経済成長という病

経済成長という病 (講談社現代新書)

経済成長という病 (講談社現代新書)

リーマン・ショック以降、様々なメディアで不況の分析や「悪者探し」が行われているが、社会の動きは、何かに原因を求めたり、短絡的に語れるものではない。
あらゆる現象は時代を象徴する結果の一つではあるが、そこに至るまでの、関わる人たちや周りの人々の価値の変遷や社会的背景が関わっている。そして、そこに身を置いて読み取っている自分自身も要素の一つとして、結果に関与していることを認識しなければならない。
ある事象について、メディアから得た短絡的な結論をインプットしただけで理解した気分になる思考停止状態で止めるのではなく、自分自身で深く深く考えることが大切だ。
そういった意味で、筆者の前著「株式会社という病」は、とても示唆に富む内容だった。
以来、ブログを拝読させていただいている。
本著「経済成長という病」は、平川克美の最新刊。
最近の社会情勢も含めた筆者のエッセイであり、楽しみにしていた一冊。

病は前提に潜む

前著「株式会社という病」でも書かれているが、「病」は成長し生きていく中で常に内在する。

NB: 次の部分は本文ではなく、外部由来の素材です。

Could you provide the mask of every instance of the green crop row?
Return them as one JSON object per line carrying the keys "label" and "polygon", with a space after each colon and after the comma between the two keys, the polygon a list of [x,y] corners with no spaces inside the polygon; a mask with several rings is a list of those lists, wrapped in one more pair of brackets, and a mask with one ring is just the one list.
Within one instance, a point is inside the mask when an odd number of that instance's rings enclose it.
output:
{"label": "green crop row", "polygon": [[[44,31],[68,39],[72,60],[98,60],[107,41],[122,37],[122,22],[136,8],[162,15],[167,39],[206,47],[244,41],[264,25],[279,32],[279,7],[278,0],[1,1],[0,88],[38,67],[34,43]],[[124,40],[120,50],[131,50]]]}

前提にあるのは経済成長への信憑であることは、誰も注意をはらおうとしてこなかった。
(p26)

「経済は成長し続ける」という、よく考えたら何の保障も無い前提は、様々なシステムに内在しているものだろう。いま問題視されいている年金もそうだし、自動車,電機産業も、普及が広がる前提でビジネス戦略を練っていることが多い。もちろん、期待を込めてそうしている部分もあるのだが、単に気づかない部分もあったのではないだろうか。

専門家は、中の言語であるその専門用語で作られたシステムの欠陥に気がつかない。

「病」の元は、前提に潜む可能性もある。
結果だけ見るのではなく、前提に立ち返ることも忘れてはならない。

わかったつもりという思考停止

誰でも、いつでも情報を得られる現代において、特に注意しなければならないのは、「思考停止」の問題である。そこで述べられている情報は、どうしてそのような結論になったのか。また、その情報の裏に潜むプロセスや、要素は何か。現代は、知ることで終わらせてしまうと、本質が見えなくなってしまうことが多い。経済成長という前提も、思考停止を生んでいたキーワードの一つだろう。

自分が生きている時代について理解するということは、その絵柄の中に自分自身を発見し、もう一度描きなおすことが必要なのだ。(p24)

私たちに必要なのは、歴史を解釈することではなく、歴史の加担者である自分たちについて理解を深めること。(p28)

今、考えるべきテーマ

この不況で、悪者を探すのではなく、現状をどう読み取って、どういった立ち位置で今後を生きていくのか、どのような社会を作っていくべきか。今、まさに考えるべきテーマである。
考えるきっかけとしての一冊です。